Our Source Of Chicken Feet
While I realize not all people live like us, there is a decent amount that do. We humanely raise and butcher our own chickens here. That way, we know how they were raised and all ingredients involved. We try our best to not waste any of the animals we process. That being said, I will not eat the feet or organs, but our doggies love those parts!
Each chicken we butcher (obviously) has 2 feet. That’s 2 treats per chicken and making dehydrated chicken feet for dog treats is super easy!
If you do not butcher your own chickens, you may look into local butchers in your area for local sources of your own.
- Chicken Feet (fresh or thawed)
How To Dehydrate Chicken Feet
- You want to make sure your chicken feet have been cut at the “knee” joint, or where the feathers and skin meet.
- Make sure to clip the toenails as short as you can. This will reduce any choking hazards for your furry friends.
- Give the feet a good scrub down to get rid of any/all dirt and bacteria. This is also a good time to make sure there are no infections on the feet. You don’t want to give your pets contaminated treats!
- Dry the chicken feet as best as you can. The drier they are, the shorter time they will take in the dehydrator to dry.
- Place the clean chicken feet in the dehydrator trays, making sure to not overlap.
- Set you dehydrator for around 160 degrees Fahrenheit for approximately 3 days.

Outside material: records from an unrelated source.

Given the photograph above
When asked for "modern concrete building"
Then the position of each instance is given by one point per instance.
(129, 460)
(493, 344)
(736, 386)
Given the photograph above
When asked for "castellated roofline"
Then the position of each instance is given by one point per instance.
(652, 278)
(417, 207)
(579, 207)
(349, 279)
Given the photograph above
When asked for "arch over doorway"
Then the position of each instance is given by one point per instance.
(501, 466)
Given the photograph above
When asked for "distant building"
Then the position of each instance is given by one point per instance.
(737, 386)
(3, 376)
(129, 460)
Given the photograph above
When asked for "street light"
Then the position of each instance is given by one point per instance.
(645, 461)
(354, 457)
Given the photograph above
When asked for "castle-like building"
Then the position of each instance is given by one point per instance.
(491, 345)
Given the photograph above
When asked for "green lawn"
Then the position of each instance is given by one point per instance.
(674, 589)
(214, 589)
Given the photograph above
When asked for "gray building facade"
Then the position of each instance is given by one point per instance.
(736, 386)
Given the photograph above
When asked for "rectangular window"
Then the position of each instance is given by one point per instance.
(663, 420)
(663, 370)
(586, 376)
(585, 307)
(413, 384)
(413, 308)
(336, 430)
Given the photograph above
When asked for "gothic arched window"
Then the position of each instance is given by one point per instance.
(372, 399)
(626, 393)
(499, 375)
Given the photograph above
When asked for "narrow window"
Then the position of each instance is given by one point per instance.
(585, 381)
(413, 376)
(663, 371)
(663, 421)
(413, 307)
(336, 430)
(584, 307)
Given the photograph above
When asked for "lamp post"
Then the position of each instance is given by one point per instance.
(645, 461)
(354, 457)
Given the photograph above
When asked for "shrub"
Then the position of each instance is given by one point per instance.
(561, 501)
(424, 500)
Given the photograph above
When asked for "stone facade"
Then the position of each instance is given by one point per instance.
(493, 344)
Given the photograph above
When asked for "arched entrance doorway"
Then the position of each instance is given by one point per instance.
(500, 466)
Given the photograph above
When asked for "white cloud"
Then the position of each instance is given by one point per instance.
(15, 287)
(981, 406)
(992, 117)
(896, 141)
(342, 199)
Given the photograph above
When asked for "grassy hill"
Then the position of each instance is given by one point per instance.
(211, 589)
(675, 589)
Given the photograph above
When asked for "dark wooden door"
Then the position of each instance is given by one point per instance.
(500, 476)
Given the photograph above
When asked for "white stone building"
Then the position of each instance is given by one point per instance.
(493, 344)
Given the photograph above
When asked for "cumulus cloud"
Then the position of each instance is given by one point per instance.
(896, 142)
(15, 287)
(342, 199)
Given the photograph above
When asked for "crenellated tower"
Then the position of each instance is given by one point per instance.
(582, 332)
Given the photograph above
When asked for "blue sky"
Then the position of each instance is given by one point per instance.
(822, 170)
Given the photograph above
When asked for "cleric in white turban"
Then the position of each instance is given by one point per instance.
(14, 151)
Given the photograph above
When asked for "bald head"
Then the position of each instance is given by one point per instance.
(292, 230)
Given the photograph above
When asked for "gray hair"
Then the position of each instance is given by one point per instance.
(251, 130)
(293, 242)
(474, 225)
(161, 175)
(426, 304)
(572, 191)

- Consistently check your chicken feet to see if they are done. It may not take 3 days for your feet to fully dry. It all depends on your climate, dehydrator, and how dry the feet were going in.
- Once your chicken feet are dry, place them in an airtight container. I like to use a quart size (or larger) mason jar to store my dehydrated chicken feet.
Before feeding treats to your canine friend, make sure to check the feet for any mold, bad smell, splintering, etc. Please discard these treats as they may harm your pet.
Always make sure to give your pet plenty of water while they are enjoying their treats!
Only give treats while you can observe them. Some dehydrated chicken feet can splinter and create choking hazards for your furry friend.
Dehydrated Chicken Feet
- Chicken feet Fresh or thawed
- Make sure your chicken feet are cut at the "knee" joint, where the skin and feathers meet.
- Using your snips/scissors, clip the toenails as short as you can to prevent any choking hazards for your canine friend.
- Clean the feet. You don't want dirt or bacteria on your best friends treats.
- Dry the clean feet as well as possible so it does not take longer than necessary in the dehydrator.
- Place chicken feet in dehydrator trays. Do not overlap.
- Set dehydrator at 160 degrees Fahrenheit for up to 3 days.
- Consistently check the chicken feet to see if they are done. The exact drying time depends on the climate, your specific dehydrator, and how dry the feet were going in to the dehydrator.
- Once the chicken feet are dried, place in a quart size (or larger) container and seal tightly.